Roellinger had wanted the dried berries to be red in colour, but what Chackochan could offer was brownish-red ones. However, once tasted, Roellinger loved it and sent an appreciation email. He continues to be Chackochan’s trusted buyer and has climbed the Wayanadan hills again to visit Vanamoolika.
The quality of Wayanadan spices made such an impression in Roellinger’s mind that two years after his first visit to Vanamoolika, when a cuisine magazine asked him what are the four items he would take to a desert, his fourth choice was ‘few black peppercorn of the Neelamundi variety’.
Vanamoolika, till recently an unknown supplier of organic spices, came into the limelight after it supplied spices to a distiller in Ireland for producing ‘Maharani’ gin. The three-decade-old charity, sources organicallygrown spices, coffee and rice from Wayanad and supplies to gourmet chefs and restaurants in Europe – meeting specifications set by the demanding clients.
Though founded in 1991, Vanamoolika had initially been focusing on preserving herbs and medicinal plants and making them available in the domestic market. But in a price-sensitive domestic market, their products were costly and to sustain the business, Vanamoolika had to look at European markets.
As a founding director of Indian Organic Farmers’ Producer Company (IOFPC), the country’s first such company founded in 2004, Chackochan had been familiar with meeting the tough specifications demanded by the gourmet food producers. When they started exporting cocoa in 2009, a Swiss firm that supplies chocolate liquor to major chocolate manufacturers, flew four directors of IOFPC down to Switzerland to teach them processing cocoa in a way fit for the demands of the chocolatiers.
“We understood that the way we had been processing cocoa traditionally was wrong – it has to attain a certain level of fermentation and drying to make tasty chocolates,” he said.
Further, when the same Swiss company began to source powdered green chilli (kanthari) from Wayanad, to give a hot twist to a line of their chocolates, the initial samples didn’t fit the bill.
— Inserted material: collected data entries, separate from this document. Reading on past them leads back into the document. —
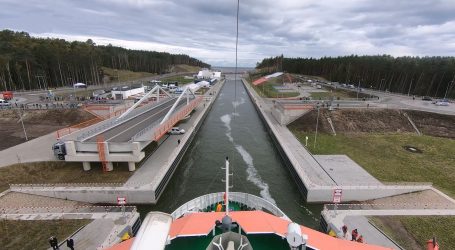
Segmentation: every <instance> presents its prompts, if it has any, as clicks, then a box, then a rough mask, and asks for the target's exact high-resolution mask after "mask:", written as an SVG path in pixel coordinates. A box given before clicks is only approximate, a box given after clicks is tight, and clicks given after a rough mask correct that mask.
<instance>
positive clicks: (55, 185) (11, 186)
mask: <svg viewBox="0 0 455 250" xmlns="http://www.w3.org/2000/svg"><path fill="white" fill-rule="evenodd" d="M123 185H124V183H119V182H106V183H100V182H96V183H91V182H88V183H83V182H77V183H71V182H69V183H42V184H41V183H40V184H10V185H9V186H10V188H15V189H20V188H48V187H49V188H51V187H121V186H123Z"/></svg>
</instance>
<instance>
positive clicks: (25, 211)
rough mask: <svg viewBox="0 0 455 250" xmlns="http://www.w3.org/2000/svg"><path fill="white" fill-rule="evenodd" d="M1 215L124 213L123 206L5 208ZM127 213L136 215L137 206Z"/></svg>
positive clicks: (125, 209)
mask: <svg viewBox="0 0 455 250" xmlns="http://www.w3.org/2000/svg"><path fill="white" fill-rule="evenodd" d="M0 211H1V213H0V215H1V214H36V213H81V214H82V213H122V212H123V211H122V207H121V206H75V207H17V208H15V207H14V208H13V207H3V208H1V210H0ZM125 212H126V213H136V212H137V208H136V207H135V206H125Z"/></svg>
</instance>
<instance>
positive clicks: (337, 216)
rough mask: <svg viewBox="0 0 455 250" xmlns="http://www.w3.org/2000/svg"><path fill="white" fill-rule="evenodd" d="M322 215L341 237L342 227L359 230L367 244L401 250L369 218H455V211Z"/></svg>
mask: <svg viewBox="0 0 455 250" xmlns="http://www.w3.org/2000/svg"><path fill="white" fill-rule="evenodd" d="M321 215H322V216H323V217H324V219H325V220H326V222H327V223H329V224H330V226H331V227H333V229H337V230H335V231H337V233H338V235H339V236H341V235H342V234H341V227H342V226H343V225H346V226H347V227H348V229H349V230H348V231H349V232H350V231H351V230H353V229H355V228H357V229H358V232H359V234H361V235H363V237H364V238H365V240H366V242H367V243H369V244H375V245H380V246H385V247H391V248H393V249H400V248H399V246H398V245H397V244H396V243H395V242H393V241H392V240H391V239H390V238H389V237H388V236H386V235H385V234H383V233H382V232H381V231H379V230H378V229H377V228H376V227H375V226H373V225H372V224H371V223H370V221H369V220H368V217H369V216H454V215H455V209H384V210H376V209H374V210H337V211H334V210H324V211H322V213H321Z"/></svg>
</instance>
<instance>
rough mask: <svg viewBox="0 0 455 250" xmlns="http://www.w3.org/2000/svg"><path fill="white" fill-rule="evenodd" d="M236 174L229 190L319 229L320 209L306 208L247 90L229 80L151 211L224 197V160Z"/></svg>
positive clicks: (306, 204)
mask: <svg viewBox="0 0 455 250" xmlns="http://www.w3.org/2000/svg"><path fill="white" fill-rule="evenodd" d="M226 156H228V157H229V159H230V167H231V169H232V172H233V177H232V182H231V185H233V187H232V188H231V191H233V192H245V193H250V194H254V195H257V196H261V197H263V198H265V199H267V200H269V201H271V202H273V203H275V204H276V205H277V206H278V207H279V208H280V209H281V210H283V212H285V213H286V214H287V216H288V217H289V218H291V220H293V221H295V222H297V223H299V224H301V225H305V226H307V227H311V228H314V229H317V228H319V215H320V211H321V209H322V205H312V204H306V203H305V201H304V199H303V197H302V195H301V194H300V192H299V190H298V188H297V185H296V184H295V182H294V180H293V179H292V176H291V175H290V173H289V172H288V170H287V169H286V167H285V166H284V165H283V163H282V160H281V158H280V155H279V154H278V152H277V151H276V149H275V148H274V145H273V142H272V140H271V138H270V136H269V135H268V134H267V131H266V129H265V127H264V125H263V124H262V121H261V119H260V118H259V116H258V114H257V112H256V110H255V108H254V106H253V104H252V103H251V100H250V99H249V97H248V94H247V93H246V90H245V87H244V86H243V85H242V84H241V82H240V80H238V81H237V84H235V82H234V80H233V75H232V76H228V77H227V80H226V83H225V85H224V87H223V88H222V89H221V93H220V95H219V96H218V99H217V100H216V101H215V103H214V104H213V107H212V109H211V110H210V111H209V114H208V116H207V118H206V120H205V121H204V123H203V124H202V127H201V128H200V130H199V132H198V134H197V135H196V137H195V138H194V141H193V142H192V144H191V145H190V148H189V149H188V151H187V153H186V154H185V156H184V157H183V159H182V161H181V163H180V164H179V166H178V168H177V169H176V171H175V173H174V175H173V177H172V179H171V180H170V182H169V183H168V185H167V187H166V189H165V191H164V192H163V194H162V195H161V197H160V199H159V201H158V203H157V204H156V205H139V206H138V209H139V211H140V212H141V215H142V216H145V214H146V213H147V212H149V211H163V212H167V213H171V212H173V211H174V210H175V209H176V208H178V207H179V206H180V205H182V204H184V203H185V202H187V201H189V200H191V199H193V198H195V197H198V196H200V195H204V194H207V193H214V192H223V191H224V183H223V182H221V179H223V178H224V170H222V169H221V168H222V167H223V166H224V159H225V158H226Z"/></svg>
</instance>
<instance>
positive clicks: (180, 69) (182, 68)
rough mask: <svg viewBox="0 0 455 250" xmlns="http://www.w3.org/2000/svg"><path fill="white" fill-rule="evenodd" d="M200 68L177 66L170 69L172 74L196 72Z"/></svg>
mask: <svg viewBox="0 0 455 250" xmlns="http://www.w3.org/2000/svg"><path fill="white" fill-rule="evenodd" d="M200 69H201V67H198V66H191V65H187V64H177V65H175V66H174V67H173V68H172V72H198V71H199V70H200Z"/></svg>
Chackochan, finally found the hottest chilli acceptable for them and before sending it, he asked them why they couldn’t use chilli extract. “They said the extract will only give the heat of chilli, but no other tastes, including the ‘micro ones’,” he reminisced.
Over the years, Vanamoolika’s commitment to quality and ability to adapt to the buyer’s demand earned trusted and long-lasting business partners. The major export destinations are the UK, Germany and France.
“Though we are into exports, our revenues are very modest. That is because we only sell organic products that meet quality standards, otherwise, we don’t. For instance, the idea of sourcing coffee from the local market is a tempting one, but once you do so, your buyers won’t come back next year,” Chackochan said.
The export basket of Vanamoolika now has coffee, pepper, turmeric, pomelo peel, mace, clove, ginger, cinnamon, long pepper, Malabar tamarind (Kudampuli), lemongrass and holy basil (Thulasi). Wayanadan Thondi and Gandhakasala rices are also being exported to Europe. The fact that Vanamoolika’s coffee, marketed in Europe by their German buyers, a group of coffee roasters, had been winning continuously the CREMA award for robusta parchment coffee since 2014 shows that the organization’s commitment to quality standards.
Though quite well known in organic and fair trade circuits in Europe, Vanamoolika hasn’t lost its original vision of preserving herbs. It now conserves 700 medicinal plants and markets 60 medicines produced by them in local markets. And all its staff in its manufacturing facility are women, a fact that spurred Bhagya and Robert Barrett to name their first-ever product from their Irish distillery ‘Maharani’, a celebration of the empowerment of Malayali women.